Descending the grand staircase, Arackniss passed the family's enforcers and advisors who nodded respectfully, their conversations ceasing as he approached. The Ragno Family headquarters was a fortress of luxury and security, filled with dark wooden panels, ornate chandeliers, and plush carpets that muffled the sound of footsteps. Arackniss appreciated the ambiance—it was a testament to their power and status, a stark contrast to the chaos and filth of the city outside.

He stepped out into the cool night air, the cityscape of Pentagram City sprawling before him in a cacophony of lights and shadows. The city was alive with sin and vice, a perfect playground for those who knew how to navigate its treacherous streets. Arackniss pulled his coat tighter around himself, the fedora casting a shadow over his multiple eyes, giving him an air of menace that matched his reputation.

His first stop was the heart of the city, where information flowed as freely as the liquor in the clubs. Arackniss needed to gather intelligence, to sift through the rumors and find the truth about his brother's condition and the implications for their family. He had contacts in every corner of Pentagram City—informants, spies, and allies who owed him favors. It was time to collect.

The streets were bustling with demons of all kinds, each lost in their own vices and schemes. Arackniss moved through the crowd with a predatory grace, his presence commanding respect and fear. He made his way to a seedy bar known for its connections to the underworld, a place where deals were made, and secrets were traded.

Inside, the air was thick with smoke and the scent of alcohol. The dim lighting cast eerie shadows on the walls, and the low hum of conversation was punctuated by occasional bursts of raucous laughter. Arackniss approached the bar, his eyes scanning the room for familiar faces. He spotted one of his informants, a wiry demon with a nervous twitch, sitting at a corner table nursing a drink.

"Hey, Nix," Arackniss greeted as he slid into the seat opposite him. "Got any news for me?"

Nix looked up, his eyes widening slightly at the sight of Arackniss. "Oh uh hi Arackniss, didn't expect to see you here. What can I do for you?"

Arackniss leaned forward, his voice low and menacing. "I need information about Angel Dust. There's a lot of talk goin' around, and I need to separate the facts from the bullsh*t. What do you know?"

Nix glanced around nervously before leaning in closer. "Word on the street is that Angel Dust's been layin' low. There was a recent announcement from the hotel say'n he's in a coma, but others think he's just hidin' out wantin' to get away from Valentino. Vox's announcement 'bout this so called love potion didn't sit right with a lot of folks—it felt like a cover-up. I mean, I s'pose it's possible, there is talk about demons in the other rings gettin' sick and some are confirmed to have even died after using that love potion that Velvette was distributing. Valentino's been keepin' tight-lipped, which only adds to the suspicion. Though there is talk that he is looking for someone who could have the same popularity as Angel Dust, so can't see that whor* workin' at p*rn studios for much longer."

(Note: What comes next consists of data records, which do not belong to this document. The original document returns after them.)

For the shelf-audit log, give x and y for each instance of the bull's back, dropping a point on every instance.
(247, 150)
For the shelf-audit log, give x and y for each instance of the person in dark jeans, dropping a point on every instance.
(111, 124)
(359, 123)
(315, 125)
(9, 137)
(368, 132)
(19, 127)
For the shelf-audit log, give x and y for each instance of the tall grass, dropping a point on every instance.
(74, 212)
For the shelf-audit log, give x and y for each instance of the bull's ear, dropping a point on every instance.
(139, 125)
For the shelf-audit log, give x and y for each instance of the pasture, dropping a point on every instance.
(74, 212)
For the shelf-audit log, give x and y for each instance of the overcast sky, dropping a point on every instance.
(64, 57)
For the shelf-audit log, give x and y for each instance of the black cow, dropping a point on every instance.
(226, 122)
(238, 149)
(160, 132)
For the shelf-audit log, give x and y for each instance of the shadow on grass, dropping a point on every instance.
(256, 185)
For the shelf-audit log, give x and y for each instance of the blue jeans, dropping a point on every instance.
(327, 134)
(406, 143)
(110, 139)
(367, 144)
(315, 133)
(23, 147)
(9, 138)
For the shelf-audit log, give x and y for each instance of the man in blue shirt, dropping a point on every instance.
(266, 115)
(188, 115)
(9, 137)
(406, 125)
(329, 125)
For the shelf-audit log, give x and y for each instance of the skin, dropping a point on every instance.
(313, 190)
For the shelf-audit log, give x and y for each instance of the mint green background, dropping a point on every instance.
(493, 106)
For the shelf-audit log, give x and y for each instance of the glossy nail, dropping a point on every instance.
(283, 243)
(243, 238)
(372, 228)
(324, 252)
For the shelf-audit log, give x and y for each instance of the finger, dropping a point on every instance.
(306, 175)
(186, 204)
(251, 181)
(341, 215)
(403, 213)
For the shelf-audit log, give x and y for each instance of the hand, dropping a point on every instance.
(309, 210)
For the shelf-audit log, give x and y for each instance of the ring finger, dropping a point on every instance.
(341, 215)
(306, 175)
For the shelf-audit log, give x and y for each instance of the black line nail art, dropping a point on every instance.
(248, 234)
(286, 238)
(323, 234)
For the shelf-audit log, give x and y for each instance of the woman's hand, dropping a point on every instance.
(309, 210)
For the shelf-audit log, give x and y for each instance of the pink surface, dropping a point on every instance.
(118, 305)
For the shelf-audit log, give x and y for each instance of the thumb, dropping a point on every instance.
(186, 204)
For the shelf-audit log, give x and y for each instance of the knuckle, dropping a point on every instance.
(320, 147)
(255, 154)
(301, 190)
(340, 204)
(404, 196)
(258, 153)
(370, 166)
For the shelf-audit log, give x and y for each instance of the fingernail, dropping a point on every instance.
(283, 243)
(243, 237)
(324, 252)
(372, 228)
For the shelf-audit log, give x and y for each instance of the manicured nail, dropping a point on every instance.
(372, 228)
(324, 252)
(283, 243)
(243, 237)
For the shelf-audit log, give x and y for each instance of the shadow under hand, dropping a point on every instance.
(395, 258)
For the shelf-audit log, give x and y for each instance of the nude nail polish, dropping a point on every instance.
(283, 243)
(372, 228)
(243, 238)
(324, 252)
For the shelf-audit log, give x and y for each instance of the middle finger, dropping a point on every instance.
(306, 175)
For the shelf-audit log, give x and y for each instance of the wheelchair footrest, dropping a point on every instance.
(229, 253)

Arackniss nodded, his expression grim. "Anything about the Hazbin Hotel or the Princess? What's their involvement?"

"Not much thats concrete," Nix admitted. "But there's a lot of chatter about the Radio Demon's involvement. Folks are sayin' he's got his own agenda, and the Princess is just a pawn in some game. If that p*rn star is actually involved in this hotel project cooked up by the princess, he's caught in the middle of somethin' big, that's for sure."

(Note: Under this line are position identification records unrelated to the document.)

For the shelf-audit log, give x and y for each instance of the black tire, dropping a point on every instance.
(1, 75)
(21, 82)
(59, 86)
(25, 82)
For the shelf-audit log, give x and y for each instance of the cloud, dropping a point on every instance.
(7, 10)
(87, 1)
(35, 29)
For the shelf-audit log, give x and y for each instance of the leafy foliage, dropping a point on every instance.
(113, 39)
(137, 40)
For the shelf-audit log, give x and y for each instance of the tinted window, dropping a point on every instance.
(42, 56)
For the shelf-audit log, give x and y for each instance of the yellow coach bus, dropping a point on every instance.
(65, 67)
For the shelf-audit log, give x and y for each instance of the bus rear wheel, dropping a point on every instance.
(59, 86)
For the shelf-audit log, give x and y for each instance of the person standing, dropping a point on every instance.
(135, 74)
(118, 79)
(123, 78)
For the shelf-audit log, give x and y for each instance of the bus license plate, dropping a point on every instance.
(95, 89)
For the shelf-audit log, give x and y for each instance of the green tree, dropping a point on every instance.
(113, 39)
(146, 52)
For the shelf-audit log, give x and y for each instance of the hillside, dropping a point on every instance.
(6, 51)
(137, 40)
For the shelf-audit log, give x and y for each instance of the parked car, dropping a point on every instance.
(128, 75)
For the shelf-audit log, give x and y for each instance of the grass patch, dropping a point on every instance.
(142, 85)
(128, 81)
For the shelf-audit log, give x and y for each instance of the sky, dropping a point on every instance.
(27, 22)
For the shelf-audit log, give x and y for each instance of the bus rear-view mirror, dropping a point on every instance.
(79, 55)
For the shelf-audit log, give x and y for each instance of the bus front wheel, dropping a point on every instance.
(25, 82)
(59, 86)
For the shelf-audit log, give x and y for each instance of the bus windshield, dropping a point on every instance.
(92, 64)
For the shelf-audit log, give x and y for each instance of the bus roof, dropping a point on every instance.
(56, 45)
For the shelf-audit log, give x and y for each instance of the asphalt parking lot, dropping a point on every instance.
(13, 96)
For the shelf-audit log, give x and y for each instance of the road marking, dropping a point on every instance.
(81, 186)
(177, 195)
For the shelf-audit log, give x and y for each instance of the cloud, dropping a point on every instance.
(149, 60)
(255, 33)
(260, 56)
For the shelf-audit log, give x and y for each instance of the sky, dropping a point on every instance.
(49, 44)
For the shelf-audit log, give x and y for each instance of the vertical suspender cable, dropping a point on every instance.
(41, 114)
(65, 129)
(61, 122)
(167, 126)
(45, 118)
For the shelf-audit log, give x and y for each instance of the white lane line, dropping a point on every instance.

Arackniss tapped his fingers on the table, his mind racing. "Keep your ears open, Nix. I need to know everything that's going on. And if you hear anything further, you come to me first. Got it?"

Nix nodded eagerly. "Got it, boss. I'll keep you informed."

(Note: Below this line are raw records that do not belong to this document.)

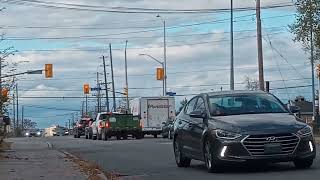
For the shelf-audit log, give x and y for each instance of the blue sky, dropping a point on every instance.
(192, 68)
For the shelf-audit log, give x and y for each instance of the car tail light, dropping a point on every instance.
(107, 124)
(141, 124)
(100, 124)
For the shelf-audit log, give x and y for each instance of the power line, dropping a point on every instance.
(125, 10)
(150, 47)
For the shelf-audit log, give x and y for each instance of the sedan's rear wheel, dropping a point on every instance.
(181, 160)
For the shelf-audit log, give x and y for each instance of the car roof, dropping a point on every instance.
(237, 92)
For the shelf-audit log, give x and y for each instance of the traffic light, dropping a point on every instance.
(160, 74)
(86, 89)
(4, 92)
(318, 70)
(125, 92)
(48, 71)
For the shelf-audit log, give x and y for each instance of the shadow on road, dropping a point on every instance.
(253, 168)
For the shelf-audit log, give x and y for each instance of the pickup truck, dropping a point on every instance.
(107, 125)
(79, 128)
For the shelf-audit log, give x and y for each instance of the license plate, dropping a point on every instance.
(272, 148)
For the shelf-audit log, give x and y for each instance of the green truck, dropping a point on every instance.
(119, 125)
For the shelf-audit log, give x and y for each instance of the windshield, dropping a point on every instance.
(244, 104)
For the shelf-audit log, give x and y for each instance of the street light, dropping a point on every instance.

Arackniss stood up, tossing a few coins on the table. "Good. Don't let me down."

Leaving the bar, Arackniss felt a renewed sense of urgency. The pieces were starting to come together, but there were still too many unknowns. As he walked through the neon-lit streets of Pentagram City. With a determined stride, Arackniss disappeared into the night. He was a Ragno, after all, and nothing would stand in his way. Not even his own blood.